Um das ganze Areal verlief besagter Bretterzaun, der die Anlage den Blicken Außenstehender entzog. Eine Reihe von Maßnahmen im Außenbereich sicherten Schloss und Todeszone nach außen ab und machten den Zutritt für Unbefugte unmöglich. Unweit des Bahnübergangs, noch bevor die Auffahrt zum Schloss im Wald begann, wurde ein Postenhaus und eine Holzwand errichtet, die ein so großes Tor hatte, dass Busse und LKWs hindurchfahren konnten. Dieses Postenhaus besaß ein Telefon, konnte also rechtzeitig nach oben melden, wer da als Besucher ankam, wenn überhaupt die Passage erlaubt wurde.

Beim Bahngleis selbst war eine Verbotstafel mit der Aufschrift "Betreten wegen Seuchengefahr verboten" angebracht. Eine weitere Tafel stand dort, wo die Straße nach Grafeneck von der alten Münsinger Straße im spitzen Winkel abzweigt. Die schon vorhandenen Drahtzäune der Viehweiden wurden verstärkt und zusätzlich mit Stacheldraht versehen. Von nun an patrouillierten Uniformierte mit Hund und Schusswaffe um ganz Grafeneck.

Inbetriebnahme

Die Verlegungen nach Grafeneck setzten bereits im Januar 1940 ein. Es waren die ersten Verlegungen und Tötungen im Rahmen der ”Aktion T4”. Die Erlasse, nahezu gleichlautend für Württemberg und Baden, waren am 23. November 1939 in Württemberg und am 28. November 1939 in Baden den staatlichen Anstalten zugegangen.

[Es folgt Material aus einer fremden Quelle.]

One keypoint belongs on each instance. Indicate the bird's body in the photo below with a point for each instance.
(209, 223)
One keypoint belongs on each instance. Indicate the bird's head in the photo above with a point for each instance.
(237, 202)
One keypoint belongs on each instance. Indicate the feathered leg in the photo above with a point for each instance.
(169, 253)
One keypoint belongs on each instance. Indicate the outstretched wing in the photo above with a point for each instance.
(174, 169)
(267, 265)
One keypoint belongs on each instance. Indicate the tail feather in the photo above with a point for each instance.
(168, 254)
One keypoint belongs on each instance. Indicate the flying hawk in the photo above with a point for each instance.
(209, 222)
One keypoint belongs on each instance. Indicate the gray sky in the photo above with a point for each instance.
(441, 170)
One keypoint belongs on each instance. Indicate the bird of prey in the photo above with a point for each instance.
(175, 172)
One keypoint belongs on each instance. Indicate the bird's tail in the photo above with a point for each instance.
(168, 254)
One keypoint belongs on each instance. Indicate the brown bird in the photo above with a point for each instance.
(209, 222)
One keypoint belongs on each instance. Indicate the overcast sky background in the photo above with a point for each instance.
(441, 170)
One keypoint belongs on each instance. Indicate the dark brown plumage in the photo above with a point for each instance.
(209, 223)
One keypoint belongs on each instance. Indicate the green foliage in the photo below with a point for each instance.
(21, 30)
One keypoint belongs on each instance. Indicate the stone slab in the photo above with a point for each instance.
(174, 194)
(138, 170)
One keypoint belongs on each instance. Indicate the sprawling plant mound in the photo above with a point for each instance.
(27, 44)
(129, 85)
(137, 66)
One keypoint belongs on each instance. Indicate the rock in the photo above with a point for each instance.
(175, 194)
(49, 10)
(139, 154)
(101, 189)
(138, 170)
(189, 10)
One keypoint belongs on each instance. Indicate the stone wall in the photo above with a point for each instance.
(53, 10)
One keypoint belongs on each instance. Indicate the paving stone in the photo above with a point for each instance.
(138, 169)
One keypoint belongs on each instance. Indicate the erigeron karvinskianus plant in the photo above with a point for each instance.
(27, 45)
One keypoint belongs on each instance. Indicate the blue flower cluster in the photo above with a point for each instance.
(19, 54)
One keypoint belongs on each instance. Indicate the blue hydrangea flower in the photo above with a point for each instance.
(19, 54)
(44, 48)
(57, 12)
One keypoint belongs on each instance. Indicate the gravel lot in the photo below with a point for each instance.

Südwestdeutschland war somit die erste Region, die von der "Euthanasie"-Aktion erfasst wurde. Die erste Anstalt in Württemberg, aus der Patienten nach Grafeneck ”verlegt” wurden, war die staatliche Heilanstalt Weinsberg. Dies geschah in den letzten Januartagen 1940. Im Wochenbericht der Anstalt vom 29. Januar 1940 an das Württembergischen Innenministerium heißt es über den Abtransport vom 26. Januar lapidar:

Außerdem wurden 48 Pat. (w.) von der Gemeinnützigen Krankentransport GmbH abgeholt.